Another problem with her is that when it is not a question of one of her achieved works, she is often on an edge where the sort of questions that lurk in the unfinished shadier areas of life are unresolved. In this collection is a little sketch called ‘A Modern Salon’, about Lady Ottoline Morrell, who played such a role in the lives and work of many artists and writers of the time, from D. H. Lawrence to Bertrand Russell. We are glad to read what Woolf thinks, when so many others have had their say. Woolf describes her as a great lady who has become discontented with her own class and found what she wanted in artists, writers. ‘They see her as a disembodied spirit escaping from her world into purer air.’ And, ‘She comes from a distance with strange colours on her.’ That aristocrats had, and in some places still have, glamour, we have to acknowledge, and here Woolf is trying to analyse it and its effects on ‘humbler creatures’, but there is something uncomfortably sticky here; she labours on, sentence after sentence, until it seems she is trying to stick a pin through a butterfly’s head. There were few aristocrats in the Bohemian world of that time: it is a pity Ottoline Morrell was such a bizarre representative. A pitiful woman, she seems now, so generous with money and hospitality to so many protégés, and betrayed and caricatured by many of them. They don’t come out very well, the high-minded citizens of Bohemia, in their collision with money and aristocracy.

It is hard for a writer to be objective about another who has had such an influence – on me, on other women writers. Not her styles, her experiments, her sometimes intemperate pronouncements, but simply her existence, her bravery, her wit, her ability to look at the situation of women without bitterness. And yet she could hit back. There were not so many female writers then, when she began to write, or even when I did. A hint of hostilities confronted is in her sketch here of a visit to James Strachey and his Cambridge friends. ‘I was conscious that not only my remarks but my presence was criticised. They wished for the truth, and doubted whether a woman could speak or be it.’ And then the wasp’s swift sting: ‘I had to remember that one is not fully grown at 21.’

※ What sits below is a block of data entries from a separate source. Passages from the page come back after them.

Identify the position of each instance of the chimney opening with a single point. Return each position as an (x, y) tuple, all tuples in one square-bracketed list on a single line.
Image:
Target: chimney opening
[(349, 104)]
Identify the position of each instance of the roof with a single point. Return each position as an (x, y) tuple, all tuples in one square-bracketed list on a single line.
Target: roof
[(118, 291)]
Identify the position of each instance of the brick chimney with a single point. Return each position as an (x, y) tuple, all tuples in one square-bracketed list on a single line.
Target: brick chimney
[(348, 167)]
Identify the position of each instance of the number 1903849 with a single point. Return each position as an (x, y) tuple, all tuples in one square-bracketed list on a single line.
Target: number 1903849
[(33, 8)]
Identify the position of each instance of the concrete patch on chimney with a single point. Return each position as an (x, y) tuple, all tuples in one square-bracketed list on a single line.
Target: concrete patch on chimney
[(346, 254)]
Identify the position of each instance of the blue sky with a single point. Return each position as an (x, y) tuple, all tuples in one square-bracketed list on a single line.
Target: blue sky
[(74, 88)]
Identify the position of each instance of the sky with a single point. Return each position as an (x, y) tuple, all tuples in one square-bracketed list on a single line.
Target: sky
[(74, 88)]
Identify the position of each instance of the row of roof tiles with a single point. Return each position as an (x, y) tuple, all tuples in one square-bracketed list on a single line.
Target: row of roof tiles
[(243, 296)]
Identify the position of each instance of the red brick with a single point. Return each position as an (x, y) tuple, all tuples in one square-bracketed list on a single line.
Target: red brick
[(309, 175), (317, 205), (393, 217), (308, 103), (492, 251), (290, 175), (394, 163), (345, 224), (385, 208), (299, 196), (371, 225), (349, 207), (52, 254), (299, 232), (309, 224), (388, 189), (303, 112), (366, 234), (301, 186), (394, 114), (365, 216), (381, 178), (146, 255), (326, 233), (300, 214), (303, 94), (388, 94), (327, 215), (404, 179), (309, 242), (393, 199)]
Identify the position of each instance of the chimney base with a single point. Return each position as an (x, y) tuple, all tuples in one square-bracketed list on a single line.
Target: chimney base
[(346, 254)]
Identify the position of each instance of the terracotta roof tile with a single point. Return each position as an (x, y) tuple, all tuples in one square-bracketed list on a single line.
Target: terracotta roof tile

I think a good deal of her waspishness was simply that: women writers did not, and occasionally even now do not, have an easy time of it.

We all wish our idols and exemplars were perfect; a pity she was such a wasp, such a snob – and all the rest of it, but love has to be warts and all. At her best she was a very great artist, I think, and part of the reason was that she was suffused with the spirit of ‘They wished for the truth’ – like her friends, and, indeed, all of Bohemia.